Joseph also stresses the importance in understanding the distinctions between different kinds of users. Older and younger consumers, he observed, are both early adopters of voice.

“For example,” he explained, “older generations are utilizing voice for things like home help, virtual support, reordering items or seamlessly refilling prescriptions. Talking to a device is easier than navigating a computer or a cell phone…On the other hand, savvier, younger consumers are leveraging voice for more involved processes like product research and eCommerce.”

This provides an opportunity for publishers and content owners (including brands that create their own content hubs) to take control of the consumer experience, according to Joseph, providing alternatives to Google and Amazon and their proprietary voice assistants.

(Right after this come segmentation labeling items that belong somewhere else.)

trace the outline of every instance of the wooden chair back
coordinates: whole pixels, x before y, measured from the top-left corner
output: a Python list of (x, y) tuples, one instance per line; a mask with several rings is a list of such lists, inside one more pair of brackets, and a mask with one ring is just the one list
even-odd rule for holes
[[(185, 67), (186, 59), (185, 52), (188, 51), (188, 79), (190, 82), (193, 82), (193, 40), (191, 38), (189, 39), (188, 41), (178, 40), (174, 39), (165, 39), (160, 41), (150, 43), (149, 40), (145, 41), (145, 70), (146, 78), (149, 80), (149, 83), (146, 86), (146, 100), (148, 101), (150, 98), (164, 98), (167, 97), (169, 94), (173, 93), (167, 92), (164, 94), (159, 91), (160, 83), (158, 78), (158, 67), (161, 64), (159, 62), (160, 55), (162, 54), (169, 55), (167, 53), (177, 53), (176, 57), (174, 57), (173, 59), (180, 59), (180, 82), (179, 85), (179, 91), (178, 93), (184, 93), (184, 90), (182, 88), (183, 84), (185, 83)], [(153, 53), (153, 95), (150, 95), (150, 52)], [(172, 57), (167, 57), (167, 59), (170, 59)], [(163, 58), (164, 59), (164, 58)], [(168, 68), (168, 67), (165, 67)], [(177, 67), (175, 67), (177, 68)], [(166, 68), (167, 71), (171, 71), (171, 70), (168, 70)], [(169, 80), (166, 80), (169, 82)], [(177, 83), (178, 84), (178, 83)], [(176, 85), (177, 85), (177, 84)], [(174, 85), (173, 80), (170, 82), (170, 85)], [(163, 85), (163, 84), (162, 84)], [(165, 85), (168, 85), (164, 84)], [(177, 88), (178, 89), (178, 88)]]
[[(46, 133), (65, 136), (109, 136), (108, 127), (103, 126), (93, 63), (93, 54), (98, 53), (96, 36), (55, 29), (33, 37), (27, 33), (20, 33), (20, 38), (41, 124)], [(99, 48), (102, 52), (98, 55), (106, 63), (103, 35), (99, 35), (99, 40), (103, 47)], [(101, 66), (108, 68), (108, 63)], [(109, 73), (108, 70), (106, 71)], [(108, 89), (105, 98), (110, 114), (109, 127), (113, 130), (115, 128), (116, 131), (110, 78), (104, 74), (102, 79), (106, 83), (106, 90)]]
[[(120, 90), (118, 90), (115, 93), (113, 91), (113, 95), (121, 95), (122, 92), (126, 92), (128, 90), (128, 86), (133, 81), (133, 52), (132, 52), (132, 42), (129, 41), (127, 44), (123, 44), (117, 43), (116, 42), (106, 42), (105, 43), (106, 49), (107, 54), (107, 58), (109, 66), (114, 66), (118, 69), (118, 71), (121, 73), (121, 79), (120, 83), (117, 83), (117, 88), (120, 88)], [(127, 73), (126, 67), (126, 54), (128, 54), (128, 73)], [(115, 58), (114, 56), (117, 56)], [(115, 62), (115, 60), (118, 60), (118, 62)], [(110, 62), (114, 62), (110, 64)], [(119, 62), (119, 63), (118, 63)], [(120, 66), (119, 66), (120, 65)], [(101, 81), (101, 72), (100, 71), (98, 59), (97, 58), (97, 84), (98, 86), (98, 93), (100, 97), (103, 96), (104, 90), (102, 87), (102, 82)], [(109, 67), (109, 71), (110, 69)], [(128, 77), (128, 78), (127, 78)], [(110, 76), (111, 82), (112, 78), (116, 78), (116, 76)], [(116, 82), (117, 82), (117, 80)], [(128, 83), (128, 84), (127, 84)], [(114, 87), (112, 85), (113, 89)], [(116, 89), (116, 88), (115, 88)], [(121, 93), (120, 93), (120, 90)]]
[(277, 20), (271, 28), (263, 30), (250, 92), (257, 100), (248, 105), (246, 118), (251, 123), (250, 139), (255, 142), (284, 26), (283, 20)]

“Voice assistants bring consumers to a publisher website through the home device, but then once they’re on the website, voice tech isn’t enabled, causing a broken user experience,” Joseph said. “This is where content owners need to create a seamless voice experience and enable this type of tech for consumers, which will help create an end-to-end voice experience, from search to purchase.”

This richer level of data provided by increased voice search engagement, he concluded, “[will help] content owners plan content creation, understand audience behavior and inform product development.”